Tessa and Fr. Dave escorted us to Tessa’s Hogan where we would be staying, and then left us alone to unpack. A small herd of mule deer wandered into the meadow where the Hogan is nestled and watched us through the vast west-facing windows. After we had settled in and the sun began to set in a glorious explosion of color, the two monks returned laden with trays and goblets overflowing with juniper boughs, candles, chocolate coins, and aromatic spices. They set up an altar beside the crackling piñon fire, handed us each a copy of a beautiful Epiphany liturgy they had crafted weaving poetry and song, and led us in a ritual celebrating the mystery of the sacred poured into the ordinary. Afterwards, Fr. Dave wrote the names of the three kings in Arabic with blue chalk over the lintel of Tessa’s doorway, where it would remain until next Epiphany.
Then we packed it all up and ambled back through the woods to Tessa’s casita, where Fr. Dave celebrated Mass for us. I was given the great honor of reading the Hebrew Scripture (in English) from the Prophet Isaiah. When Fr. Dave lifted the chalice, embedded with opals from Tessa’s late mother’s collection and the fire in the stones blazed in the candle light, my eyes filled with tears and I gave thanks for whatever it is in my life that has allowed me to so deeply drink from the most sacred wells of many spiritual traditions. After Mass, Tessa served us French Onion Soup and crusty bread with butter, and we popped open a bottle of champagne to celebrate all that we have collectively endured over the past year, and the promise of peace to come.
Next, we made our way back to Fr.

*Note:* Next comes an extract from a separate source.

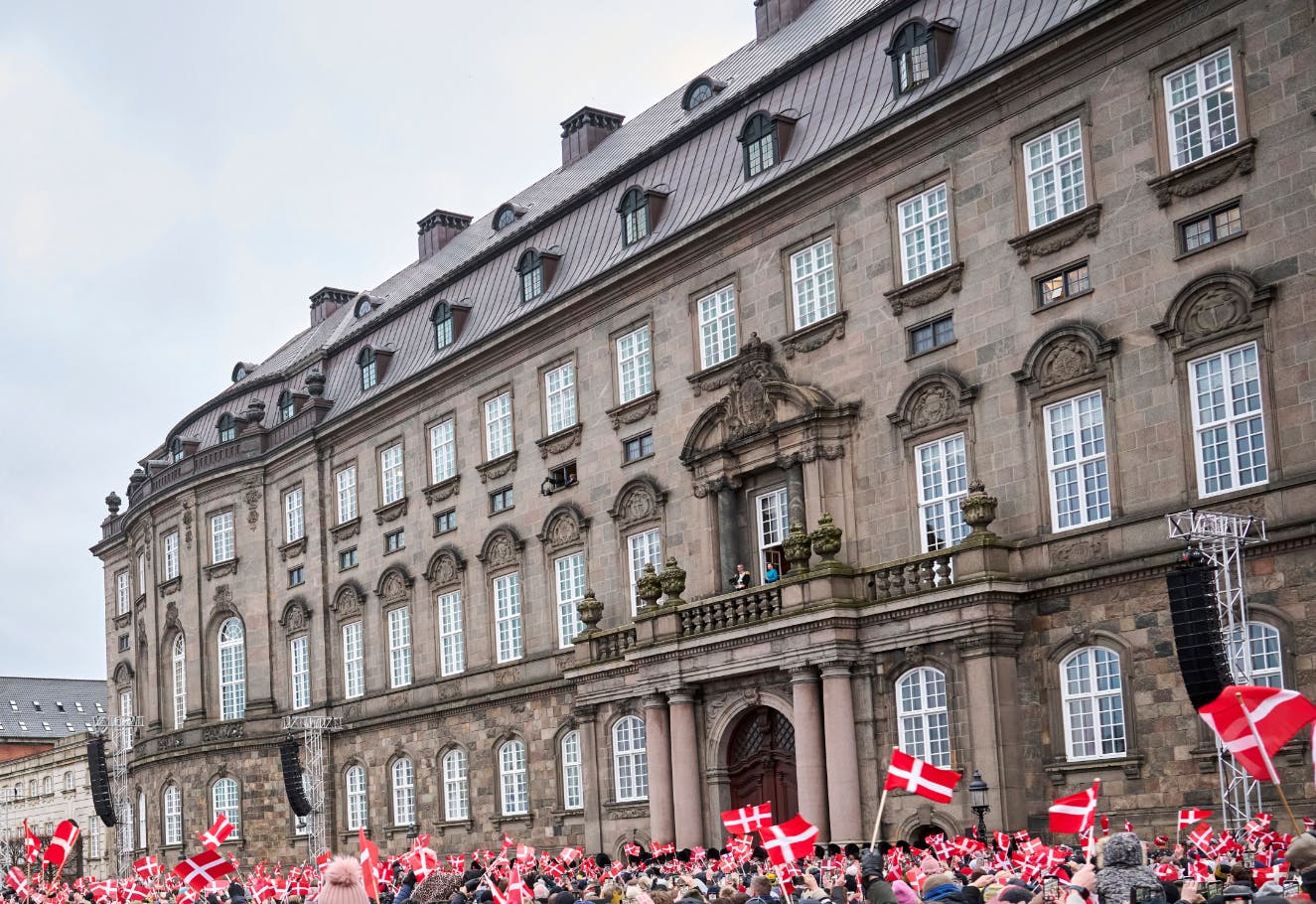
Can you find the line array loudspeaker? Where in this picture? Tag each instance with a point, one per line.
(292, 785)
(101, 797)
(1203, 660)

Dave’s hermitage for dinner. Tessa had spread layers of brightly colored cloth on the floor, covered with sparkling stars, more golden chocolate coins, cinnamon sticks and candles, and then began to serve us a Middle Eastern feast: two kinds of hummus, pita bread, a half-dozen varieties of olives, home-canned artichoke hearts, platters of raw veggies arrayed like star-bursts. And good red wine. For dessert we had dried apricots and dates, and slabs of dark chocolate. Fr. Dave and Tessa are all about the glory of the incarnation and praising the place where form and the formlessness meet.
All night the full moon poured itself across the latilla ceiling and log walls of the Hogan, and Ganga Das and I hardly slept. In the morning, I felt infused with a stillness I had not experienced in a long time. After breakfast (yes, more gorgeous food—scrambled eggs with leeks and peppers, and a Christmas bread baked by a friend of the monks—“We’re feeders,” Tessa shrugged), we four went walking up a forest trail in the perfect blue-sky deep-winter day. Then, without any other means to thank our friends for the gift of the holy they shared with us, we took pictures of Tessa in the new hard hat Fr. Dave gave her for Christmas, as she held up a log and he brandished the chain saw they use to put in their long winter supply of firewood (they live entirely off the grid). We drove home to Taos, the drained cup of our souls replenished.